Mongabay: What are you hoping to see emerge from COP?

Virgilio Viana: I hope to emerge a coalition of those that are willing to mobilize resources for action. I think this is the most important outcome of Belem, which is collective action for now, everywhere and everyone at the same time. We need to act quickly, since we are in an emergency.

Banzeiro da Easperanza in Belem. Photo by Lucas Boony
Banzeiro da Easperanza in Belem. Photo by Lucas Boony

So I think the negotiations are always relevant, but I think the most relevant outcome is the mobilization of resources and capacities of different stakeholders to act now.

Mongabay: International climate finance has often struggled to reach those who are actually protecting forests. What changes are needed to fix that?

Virgilio Viana: We need to change radically the mechanisms of financial flows, both so as to allow an increase in the volume, but possibly even more important to reduce the bureaucracy and speed up the process of reaching the ground.

There is a lot of frustration of Indigenous peoples and local communities that the funds that have been talked about since the Paris Agreement do not reach the ground, and this is in part because of the bureaucracy of the financing mechanisms.
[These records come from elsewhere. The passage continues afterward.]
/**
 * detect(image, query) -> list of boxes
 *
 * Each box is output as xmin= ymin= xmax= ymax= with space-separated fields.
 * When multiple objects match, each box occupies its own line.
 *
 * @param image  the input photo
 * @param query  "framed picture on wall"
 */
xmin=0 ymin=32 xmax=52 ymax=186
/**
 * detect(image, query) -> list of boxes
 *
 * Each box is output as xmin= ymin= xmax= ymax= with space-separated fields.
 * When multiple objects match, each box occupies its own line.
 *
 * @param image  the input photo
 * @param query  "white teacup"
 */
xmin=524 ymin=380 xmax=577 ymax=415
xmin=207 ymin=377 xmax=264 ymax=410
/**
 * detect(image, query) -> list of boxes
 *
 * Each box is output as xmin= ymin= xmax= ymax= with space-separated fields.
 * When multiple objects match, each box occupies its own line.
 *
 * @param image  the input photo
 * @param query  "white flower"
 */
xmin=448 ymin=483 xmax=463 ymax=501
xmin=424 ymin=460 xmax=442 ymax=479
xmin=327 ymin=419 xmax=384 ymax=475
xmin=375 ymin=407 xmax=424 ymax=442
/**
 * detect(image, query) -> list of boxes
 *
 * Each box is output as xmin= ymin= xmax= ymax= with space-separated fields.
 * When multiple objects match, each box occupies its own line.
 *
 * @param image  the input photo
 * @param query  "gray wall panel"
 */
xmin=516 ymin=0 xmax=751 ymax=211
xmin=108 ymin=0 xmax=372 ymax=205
So we need to change that radically. And in that regard, I think civil society organizations play a very important role to deliver action in a way that is both efficient and effective in the short run, as well as maintaining a long-term perspective.

Mongabay: How do you see the relationship evolving between science, traditional knowledge, and innovation in shaping the Amazon’s future?
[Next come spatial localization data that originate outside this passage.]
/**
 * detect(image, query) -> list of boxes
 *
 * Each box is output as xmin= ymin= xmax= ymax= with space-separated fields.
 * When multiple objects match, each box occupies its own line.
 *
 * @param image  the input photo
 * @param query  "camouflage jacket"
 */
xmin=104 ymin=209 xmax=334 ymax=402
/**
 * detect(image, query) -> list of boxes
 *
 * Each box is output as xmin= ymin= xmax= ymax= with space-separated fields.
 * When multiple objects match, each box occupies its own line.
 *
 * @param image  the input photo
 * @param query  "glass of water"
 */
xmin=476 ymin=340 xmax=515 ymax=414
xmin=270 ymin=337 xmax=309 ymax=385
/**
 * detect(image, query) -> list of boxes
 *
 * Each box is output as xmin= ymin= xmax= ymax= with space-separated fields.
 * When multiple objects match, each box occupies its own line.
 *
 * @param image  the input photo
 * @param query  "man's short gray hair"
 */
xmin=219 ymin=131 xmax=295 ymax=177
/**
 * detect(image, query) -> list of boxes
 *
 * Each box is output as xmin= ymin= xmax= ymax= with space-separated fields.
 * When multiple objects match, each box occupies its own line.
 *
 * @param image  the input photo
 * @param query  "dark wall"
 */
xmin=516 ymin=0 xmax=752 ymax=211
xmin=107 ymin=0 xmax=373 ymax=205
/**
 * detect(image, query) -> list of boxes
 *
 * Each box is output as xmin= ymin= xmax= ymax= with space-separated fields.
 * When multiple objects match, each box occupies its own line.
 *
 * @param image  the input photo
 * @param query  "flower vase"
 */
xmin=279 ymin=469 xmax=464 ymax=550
Virgilio Viana: There is a great opportunity of building an ideological bridge to the future. This is the combination of ancestral knowledge systems with modern science and technology, and this requires researchers to be humble and test their questions beforehand with the local communities first to see if they are the most relevant. Perhaps they are not the most relevant.
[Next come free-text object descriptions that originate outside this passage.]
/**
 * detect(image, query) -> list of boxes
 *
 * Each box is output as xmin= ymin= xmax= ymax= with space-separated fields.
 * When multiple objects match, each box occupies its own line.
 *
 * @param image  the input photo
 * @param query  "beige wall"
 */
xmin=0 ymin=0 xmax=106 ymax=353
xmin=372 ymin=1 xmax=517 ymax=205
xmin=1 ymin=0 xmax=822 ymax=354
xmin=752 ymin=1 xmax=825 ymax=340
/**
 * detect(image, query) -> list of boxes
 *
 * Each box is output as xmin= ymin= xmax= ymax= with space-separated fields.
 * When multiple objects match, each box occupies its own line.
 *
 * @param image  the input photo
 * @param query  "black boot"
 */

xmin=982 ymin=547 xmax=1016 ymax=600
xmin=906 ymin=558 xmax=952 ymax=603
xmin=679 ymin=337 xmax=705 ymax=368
Speaker on Banzeiro da Easperanza in Belem. Photo by Lucas Boony
Speaker on Banzeiro da Easperanza in Belem. Photo by Lucas Boony

So I think having those Indigenous peoples and local communities shaping the problem, defining the problem, is the first step. The second step is to have them participating actually actively in the design of the methodologies and in the results that are coming out of this, so that it incorporates their wisdom and knowledge systems.

Mongabay: In the face of so many challenges, what gives you hope for the Amazon?

Virgilio Viana: Hope for the future of the Amazon is dependent on action, and there are a lot of positive things happening in the Amazon that usually don’t make up to the news, because communication tends to give more space for disasters and tragedies, and not so much to positive stories.

Banzeiro da Easperanza in Belem. Photo by Lucas Boony
Banzeiro da Easperanza in Belem. Photo by Lucas Boony

But here, those of us who live in the Amazon, we know that there are many positive things happening. They just need to be scaled up.

Mongabay: When you think about the Amazon 20 years from now, what future do you believe is still within reach if the right decisions are made today?

Virgilio Viana: I think it is still possible to be hopeful that we are going to have strong action by Indigenous peoples and local populations in protecting their forests, better governance so that illegal activities can be controlled and brought down to a minimum, that we reduce deforestation to zero, that we restore as much as possible.

And this meaning not only restoration in strict sense, but also recuperation of forests through agroforestry systems for productive uses, but using trees, and international cooperation in all regards to support those actions with a sense of having a big picture, thinking bold, but also acting quickly and pragmatically now on opportunities to scale up existing solutions that have been proven successful.